Our cohorts are furthermore subject to selection and information bias. Pediatric inpatients were mostly drug-refractory and therefore results might not be generalizable to other patients, however, the impact on data quality is presumably small. Similarly, we did not take medication effects into account, while some anti-seizure medications might influence autonomic activities. Especially in the outpatient settings, we could not control for environmental temperature that impacts TEMP and EDA measures. Our current separation of the day- and nighttime recordings does not reflect sleep times. While in the inpatient setting sleep time relates to hospital routines, we had no way of determining sleep times in outpatient recordings. Therefore we decided to split the day into halves to make comparisons easier. In addition, we did not analyze in detail any differences in data and signal quality with respect to age, particularly concerning very young patients recruited in the BCH cohort.
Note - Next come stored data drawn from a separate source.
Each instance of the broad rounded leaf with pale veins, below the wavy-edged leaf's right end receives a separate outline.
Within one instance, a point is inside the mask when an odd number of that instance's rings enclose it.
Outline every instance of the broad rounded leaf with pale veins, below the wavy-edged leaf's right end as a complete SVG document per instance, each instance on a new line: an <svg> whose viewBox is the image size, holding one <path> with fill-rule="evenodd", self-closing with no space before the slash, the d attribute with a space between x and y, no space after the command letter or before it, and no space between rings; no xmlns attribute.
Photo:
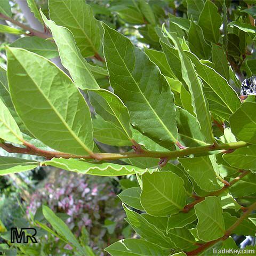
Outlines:
<svg viewBox="0 0 256 256"><path fill-rule="evenodd" d="M151 215L165 216L178 213L186 204L184 182L172 172L145 173L142 175L140 202Z"/></svg>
Lastly, while the BVP signal quality measure applied in this study has been used in some other research, it has not been extensively validated concerning its meaningfulness in robustly estimating a heart rate. While there is cursory evidence that it correctly maps periods of good and poor signal quality to estimations of the heart rate8,9, a thorough validation is still planned in the future. This validation will need to include a new data collection protocol under laboratory conditions with alternative ground truth recordings for all signal modalities. Especially for EDA and TEMP recordings, no currently accepted gold standard exists beyond the methods employed here79, and would need to be established in this further validation. Nevertheless, the analysis of sample artifact and ambulatory data we conducted in this study (see Figs. 2, 3) suggests a good accordance of the metrics with actual signal quality and on-body state of the device. Overall, reproducibility of results across different cohorts and in different settings suggests an overall robust data acquisition paradigm.

Conclusion

We present an approach to assessing data quality from wearable recordings and apply our methodology to data sets recorded across four international epilepsy centers in the inpatient and outpatient settings. We provide a detailed overview of typical artifacts influencing wrist-worn non-EEG wearable data collection and implement a comprehensive tool to appraise this data in terms of data completeness, on-body score, and signal quality. Signal recording quality affects all autonomic modalities, and especially blood volume pulse recordings. Artifact recognition and data quality ratings may provide additional value and improve precision, may serve as a standard metric in experimental studies, and foster further design improvements for future wearable device studies in epilepsy research. While all of the signal quality metrics employed in this study have been used in other research before, some still lack a structured and comprehensive validation on ground truth data, which is a necessary next step. Remote monitoring is feasible for patients with epilepsy across the lifespan. Results may empower users to make more informed choices that impact not only their lifestyle but also physical health.